Pembicaraan antara negara-negara donor dan Afrika Selatan mengenai kesepakatan pembiayaan batu bara menjadi energi terbarukan berjalan lambat dan sulit. Indonesia ingin melakukan sesuatu yang berbeda
Seorang penasihat pemerintah Asia Tenggara mengatakan pemerintah Indonesia belajar dari kesepakatan terobosan Afrika Selatan dengan negara-negara kaya untuk menjauh dari batu bara.
Pada Cop26 tahun lalu, Inggris, Amerika Serikat, Prancis, Jerman, Uni Eropa, dan Afrika Selatan menandatangani perjanjian bagi negara-negara kaya untuk memberikan bantuan senilai $8,5 miliar guna membantu negara Afrika yang bergantung pada batu bara itu beralih ke energi terbarukan.
Sejak itu, negara-negara kaya dan pemerintah Afrika Selatan telah terbagi atas berapa banyak dana yang harus berupa hibah, sebagai lawan dari pinjaman, dan berapa banyak yang harus baru dan tambahan untuk janji keuangan yang ada.
Namun model kemitraan transisi energi ini telah menarik minat negara-negara berkembang lainnya yang bergantung pada batu bara seperti Indonesia, Vietnam, India serta Senegal, produsen gas yang sedang berkembang.
Pembicaraan untuk kesepakatan serupa dengan Indonesia adalah yang paling maju, dengan Amerika Serikat dan Jepang memimpin pembicaraan atas nama sekelompok negara kaya.
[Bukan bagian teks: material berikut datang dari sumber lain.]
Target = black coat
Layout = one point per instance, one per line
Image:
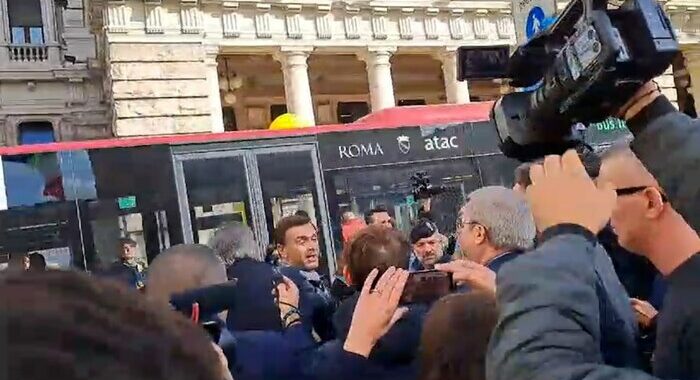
(315, 303)
(395, 356)
(254, 300)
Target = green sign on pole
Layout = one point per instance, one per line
(127, 202)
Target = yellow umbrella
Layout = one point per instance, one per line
(288, 121)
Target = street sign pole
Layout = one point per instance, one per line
(530, 15)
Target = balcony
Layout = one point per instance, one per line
(28, 53)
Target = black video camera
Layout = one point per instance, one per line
(422, 188)
(582, 69)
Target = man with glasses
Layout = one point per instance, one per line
(648, 225)
(493, 227)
Kesepakatan diharapkan akan diumumkan pada bulan November, baik pada konferensi COP27 di Mesir atau pada KTT G20 yang diselenggarakan oleh Indonesia.
Fabi Tomiowa, direktur Institute of Basic Services Reform (IESR) yang berbasis di Jakarta, memberi saran kepada pemerintah Indonesia tentang kemitraan tersebut. Dia mengatakan kepada Climate Home News bahwa pemerintah fokus untuk menghindari apa yang dilihatnya sebagai kesalahan dalam perjanjian Afrika Selatan.
presiden baru kolombia Gustavo Petro berjanji untuk menghemat bahan bakar fosil di bumi
Dalam kasus Afrika Selatan, $8,5 miliar dalam pendanaan diumumkan di Cop26 tanpa rencana bagaimana uang itu akan dibelanjakan. Minggu ini, negara-negara donor mengatakan uang itu akan “dikompensasikan” rencana investasi disusun oleh pemerintah Afrika Selatan. Draf awal diharapkan akan diserahkan bulan depan.
Tomiowa mengatakan Jakarta ingin membalikkan proses dan mengusulkan daftar proyek yang dapat didanai dan biayanya sebelum negara-negara donor meletakkan uangnya di atas meja.
“[South Africa] Mereka mendapat uang terlebih dahulu dan kemudian mulai konseling [on how] Uang itu akan digunakan. Yang kami temukan sebenarnya bukan uang baru, uang lama, dari mekanisme yang berbeda. Proses di Indonesia benar-benar berbeda.”
Tomiowa memperingatkan terhadap penghitungan ganda uang tunai, menambahkan bahwa uang itu harus baru dan tambahan. Dari $8,5 miliar yang dijanjikan ke Afrika Selatan, $0,5 miliar berasal dari dana Investasi Iklim yang diumumkan sebelumnya. Negara-negara donor sejauh ini menolak untuk memberikan distribusi penuh dari sisa $8 miliar.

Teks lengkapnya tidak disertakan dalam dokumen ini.